After excessive police violence, even by French standards, Gérald Darmanin threatens to withdraw funding from the Human Rights League. The organisation had criticised the brutal crackdown on protests at a “Megabassin” in Sainte-Soline.
In a four-hour hearing in the National Assembly and the Senate, French Interior Minister Gérald Darmanin justified the heavy Gendarmerie’s action against a demonstration at the so-called Megabassin in Sainte-Soline on 25 March. According to the liberal politician, it was not a problem of the police but of the “ultra-left”. Darmanin also included the Human Rights League (Ligue des droits de l’homme – LDH), which he sharply attacked and whose accusations of excessive police violence he denied. The organisation, which also takes legal action against alleged “non-lethal weapons” used by the security authorities, does not have observer status, he said. Finally, the minister threatened to cut off state funding.
On the Saturday almost a fortnight ago, according to the organisers, some 30,000 environmental activists had gathered under the slogan “Not one more reservoir” near the small community of Sainte-Soline in the south-west of the country. The village is located in the Poitou-Charentes region, which is affected by massive drought due to climate change. The government is responding to the phenomenon by digging basins several metres deep to collect rainwater for industrial agriculture. There are 60 such basins in the Poitou-Charentes region alone, and around 100 in the whole of France. Critics oppose the basins because they extract groundwater from the soil and thus exacerbate the water problem in the long run.
Police violence by the Gendarmerie
In rural areas, the Gendarmerie is responsible for public security and also performs police duties. For this purpose, it is subordinate to both the Ministry of Defence and the Ministry of the Interior. Even by French standards, the force has been exceptionally tough against the protests. A large demonstration registered by the Confédération paysanne and two environmental groups was banned by the Ministry of the Interior. 3,000 soldiers had therefore positioned themselves around the basin and surrounded it with a chain of vehicles, four tanks and water cannons each, as well as nine helicopters.
After three demonstration marches nevertheless went near the cordon, the gendarmerie responded by firing tear gas and so-called “hornets’ nests”. These are explosive grenades containing 18 hard rubber sticks. Like tear gas, they are a ranged counter-insurgency weapon and are known in France as “disencirclement grenades”.

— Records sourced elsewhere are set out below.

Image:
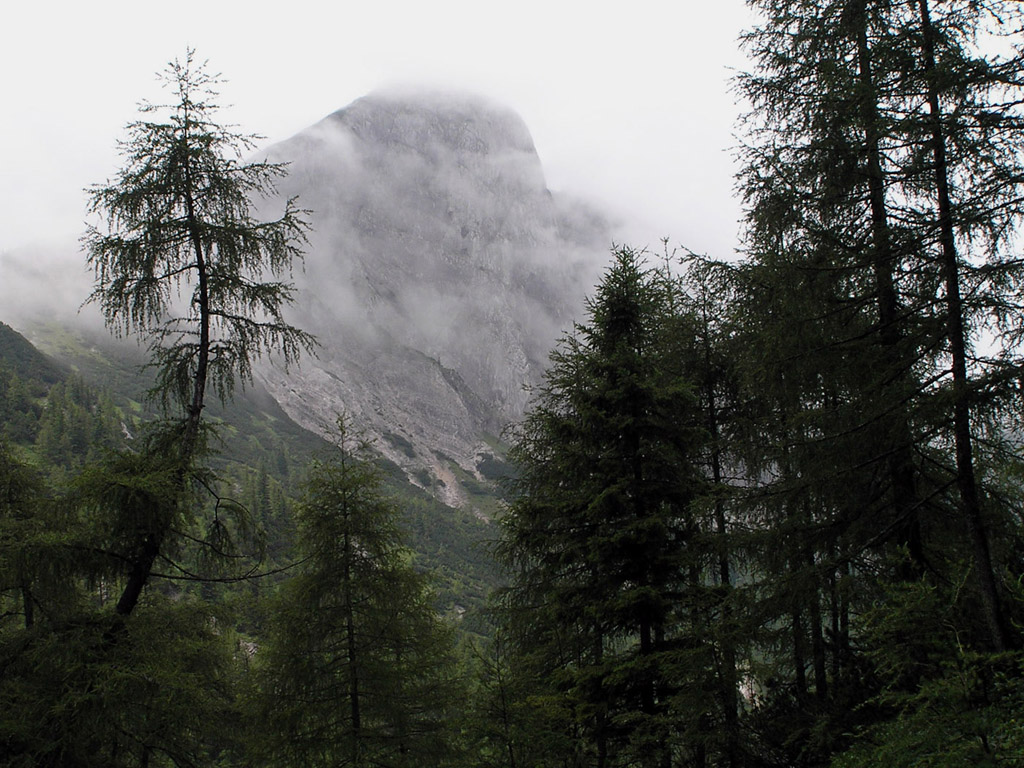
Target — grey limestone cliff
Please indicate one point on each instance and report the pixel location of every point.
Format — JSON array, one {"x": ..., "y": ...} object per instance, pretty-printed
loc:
[{"x": 439, "y": 273}]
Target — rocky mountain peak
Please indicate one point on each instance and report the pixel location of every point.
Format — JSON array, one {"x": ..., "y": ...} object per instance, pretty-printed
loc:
[{"x": 440, "y": 272}]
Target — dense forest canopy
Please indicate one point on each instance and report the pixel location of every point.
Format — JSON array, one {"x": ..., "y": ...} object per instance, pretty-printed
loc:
[{"x": 762, "y": 512}]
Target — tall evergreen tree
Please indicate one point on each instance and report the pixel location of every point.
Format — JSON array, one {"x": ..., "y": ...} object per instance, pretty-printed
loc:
[
  {"x": 599, "y": 536},
  {"x": 883, "y": 179},
  {"x": 179, "y": 223},
  {"x": 358, "y": 667}
]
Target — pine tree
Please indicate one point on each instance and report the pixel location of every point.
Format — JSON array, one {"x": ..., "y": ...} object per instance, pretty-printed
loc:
[
  {"x": 358, "y": 670},
  {"x": 600, "y": 531},
  {"x": 179, "y": 222}
]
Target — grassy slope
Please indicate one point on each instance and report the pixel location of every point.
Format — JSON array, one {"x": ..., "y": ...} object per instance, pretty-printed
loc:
[{"x": 256, "y": 434}]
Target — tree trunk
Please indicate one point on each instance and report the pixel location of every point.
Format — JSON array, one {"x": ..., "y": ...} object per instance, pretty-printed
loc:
[{"x": 966, "y": 480}]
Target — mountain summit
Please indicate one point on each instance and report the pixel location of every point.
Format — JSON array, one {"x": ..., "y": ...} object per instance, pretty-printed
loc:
[{"x": 440, "y": 271}]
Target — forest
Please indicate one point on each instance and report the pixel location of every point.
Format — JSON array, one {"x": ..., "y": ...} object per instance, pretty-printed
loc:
[{"x": 765, "y": 511}]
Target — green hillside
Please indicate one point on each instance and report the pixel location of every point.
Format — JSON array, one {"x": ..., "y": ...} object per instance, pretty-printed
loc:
[{"x": 97, "y": 387}]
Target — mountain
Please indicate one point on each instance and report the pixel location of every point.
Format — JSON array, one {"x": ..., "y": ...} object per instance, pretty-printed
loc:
[
  {"x": 440, "y": 271},
  {"x": 19, "y": 357}
]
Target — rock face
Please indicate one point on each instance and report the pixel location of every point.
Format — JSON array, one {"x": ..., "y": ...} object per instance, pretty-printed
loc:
[{"x": 440, "y": 272}]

Tear gas can also be deployed in grenades; for this purpose, the gendarmes use the “GM2L” grenade, introduced in 2018, which contains around 50 grams of explosives. Its predecessor models had caused fierce criticism after the 21-year-old environmental activist Rémi Fraisse was killed with such a weapon in 2014. In the years since, at least seven people have had their hands torn off by the grenades, and other injuries are caused by the loud banging noise and flying shrapnel.
Terrain “mined” with grenades
The Human Rights League had criticised this violence in a report one day after the demonstration, calling the so-called “non-lethal weapons” as “war material”. According to official figures, the Gendarmerie fired more than 5,000 explosive and tear gas grenades in Sainte-Soline, injuring around 200 people, 40 of them seriously, two of whom remain in danger of losing their lives.

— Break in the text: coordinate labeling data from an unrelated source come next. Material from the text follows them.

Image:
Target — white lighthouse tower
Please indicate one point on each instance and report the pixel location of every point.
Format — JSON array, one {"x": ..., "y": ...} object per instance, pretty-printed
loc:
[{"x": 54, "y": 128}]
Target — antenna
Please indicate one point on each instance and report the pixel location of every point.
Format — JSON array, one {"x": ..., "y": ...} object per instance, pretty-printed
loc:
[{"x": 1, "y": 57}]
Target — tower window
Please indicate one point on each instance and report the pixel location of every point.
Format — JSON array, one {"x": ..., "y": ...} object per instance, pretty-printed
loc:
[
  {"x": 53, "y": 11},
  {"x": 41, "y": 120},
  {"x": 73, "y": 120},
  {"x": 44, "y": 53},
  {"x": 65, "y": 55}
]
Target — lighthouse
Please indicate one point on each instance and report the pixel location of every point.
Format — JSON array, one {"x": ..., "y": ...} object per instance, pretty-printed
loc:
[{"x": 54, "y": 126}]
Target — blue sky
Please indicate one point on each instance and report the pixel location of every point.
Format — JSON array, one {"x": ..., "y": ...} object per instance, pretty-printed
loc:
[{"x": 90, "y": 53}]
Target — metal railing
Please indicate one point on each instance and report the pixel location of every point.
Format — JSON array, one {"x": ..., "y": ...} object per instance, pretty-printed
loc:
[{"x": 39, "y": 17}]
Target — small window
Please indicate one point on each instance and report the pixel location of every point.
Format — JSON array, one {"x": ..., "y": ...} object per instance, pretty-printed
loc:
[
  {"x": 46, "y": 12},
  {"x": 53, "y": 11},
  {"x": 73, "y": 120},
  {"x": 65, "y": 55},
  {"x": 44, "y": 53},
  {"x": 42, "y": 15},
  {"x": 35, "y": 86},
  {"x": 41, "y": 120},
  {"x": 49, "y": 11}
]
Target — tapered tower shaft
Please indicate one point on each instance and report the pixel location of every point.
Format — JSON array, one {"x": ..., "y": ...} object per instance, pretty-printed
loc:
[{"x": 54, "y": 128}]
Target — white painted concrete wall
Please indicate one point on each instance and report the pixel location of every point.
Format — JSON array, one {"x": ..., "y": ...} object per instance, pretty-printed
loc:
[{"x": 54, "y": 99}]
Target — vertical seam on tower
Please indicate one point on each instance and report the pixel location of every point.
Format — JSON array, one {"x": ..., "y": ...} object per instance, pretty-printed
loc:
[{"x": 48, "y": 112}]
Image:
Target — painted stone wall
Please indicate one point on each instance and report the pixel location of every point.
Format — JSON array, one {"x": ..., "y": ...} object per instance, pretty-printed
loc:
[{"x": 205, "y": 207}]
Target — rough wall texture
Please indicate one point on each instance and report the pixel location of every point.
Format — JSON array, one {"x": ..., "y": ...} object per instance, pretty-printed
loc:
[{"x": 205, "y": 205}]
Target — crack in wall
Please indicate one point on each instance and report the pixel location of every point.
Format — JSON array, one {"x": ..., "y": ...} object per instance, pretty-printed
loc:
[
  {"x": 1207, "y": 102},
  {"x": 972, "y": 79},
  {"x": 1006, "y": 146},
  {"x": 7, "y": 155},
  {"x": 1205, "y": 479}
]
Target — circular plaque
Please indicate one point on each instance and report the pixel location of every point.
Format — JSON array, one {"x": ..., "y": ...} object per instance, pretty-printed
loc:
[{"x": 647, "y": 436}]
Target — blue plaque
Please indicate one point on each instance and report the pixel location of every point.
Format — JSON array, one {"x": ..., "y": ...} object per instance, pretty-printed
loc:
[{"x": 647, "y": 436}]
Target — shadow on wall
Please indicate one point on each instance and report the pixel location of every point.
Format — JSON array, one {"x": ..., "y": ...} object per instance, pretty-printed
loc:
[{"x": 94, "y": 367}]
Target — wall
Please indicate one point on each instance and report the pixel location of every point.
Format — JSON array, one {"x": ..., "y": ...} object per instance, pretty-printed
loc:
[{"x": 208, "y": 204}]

According to the report, armed gendarmes wearing motorbike helmets drove into the demonstrators on 20 quad bikes and fired “massively and indiscriminately” with tear gas and hard rubber launchers. The grenades were also thrown “very far and indiscriminately” into the crowd with the help of launchers. This had led to “considerable tension” among the demonstrators, LDH says. Some of the grenades did not explode and the area was “mined” by delayed explosions.
The Human Rights League, which was on the scene with six teams of observers, complained that the Gendarmerie obstructed the medics who had been called in for hours. Interior Minister Darmanin denies this. However, according to the LDH report, in a telephone conversation with three of the organisation’s lawyers, a member of the rescue forces stated that he was not allowed to intervene on the orders of the Gendarmerie.

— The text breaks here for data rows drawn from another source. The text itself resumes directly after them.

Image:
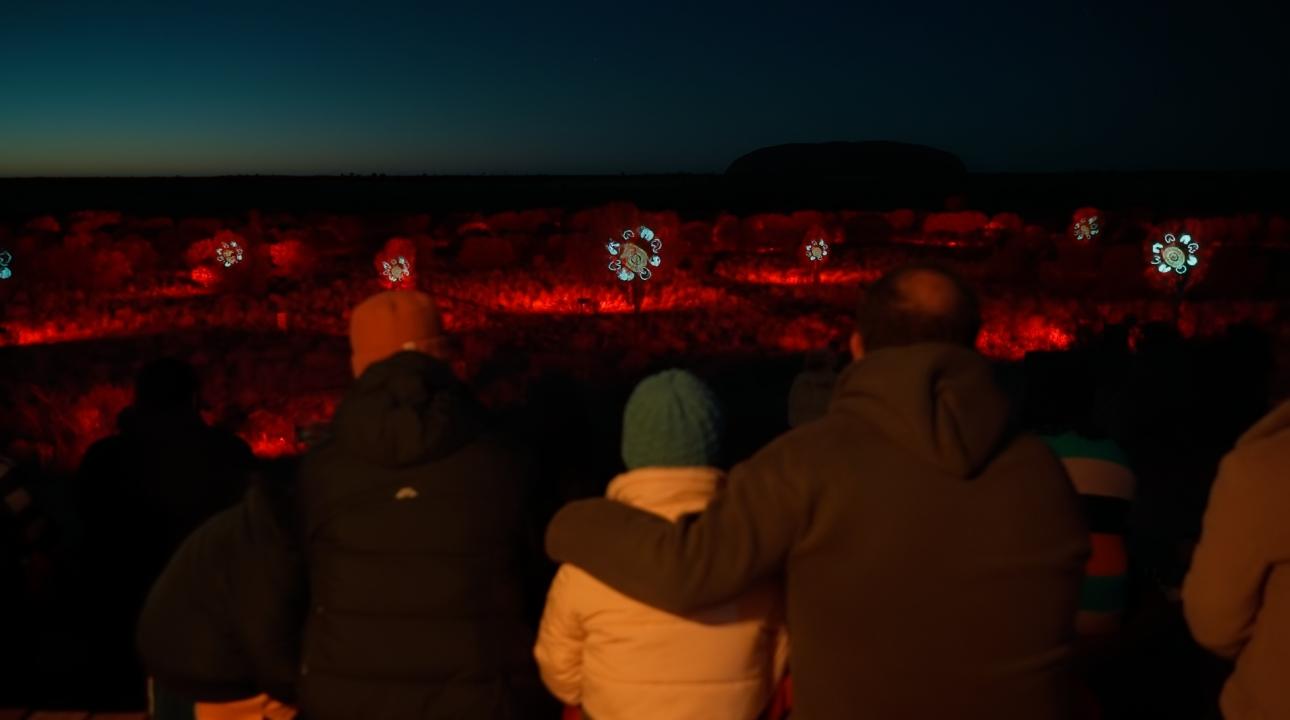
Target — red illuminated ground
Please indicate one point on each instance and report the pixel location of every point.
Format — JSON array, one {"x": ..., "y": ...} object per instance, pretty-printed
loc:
[{"x": 96, "y": 293}]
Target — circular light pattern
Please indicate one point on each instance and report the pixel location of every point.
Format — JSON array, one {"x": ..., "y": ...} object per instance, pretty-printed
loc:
[
  {"x": 396, "y": 270},
  {"x": 1174, "y": 254},
  {"x": 635, "y": 254},
  {"x": 228, "y": 253},
  {"x": 1085, "y": 229},
  {"x": 817, "y": 249}
]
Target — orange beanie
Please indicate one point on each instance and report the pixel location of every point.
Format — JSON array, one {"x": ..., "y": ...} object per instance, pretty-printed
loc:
[{"x": 388, "y": 323}]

MPs and observers targeted
Members of parliament were also present at the protests. According to the Human Rights League, when they formed a human chain with the observers around the injured to enable their evacuation, they were also fired upon with tear gas. At that point, the demonstrators reportedly did not engage in violence. Earlier, four vehicles belonging to the Gendarmerie were reportedly set on fire.
The Human Rights League was founded in 1898, making it one of the oldest civil and human rights organisations in the country. In fact, it receives government funding as well as donations and membership fees; in 2021, funding is reported to have amounted to almost €300,000.
Numerous organisations have now shown solidarity with the LDH and demanded the withdrawal of the threat. The LDH itself responded to the accusations in a press release. According to the statement, the Minister of the Interior is flouting various international conventions, which stipulate that the presence of observers at assemblies must be guaranteed by law, without authorities being allowed to obstruct this right.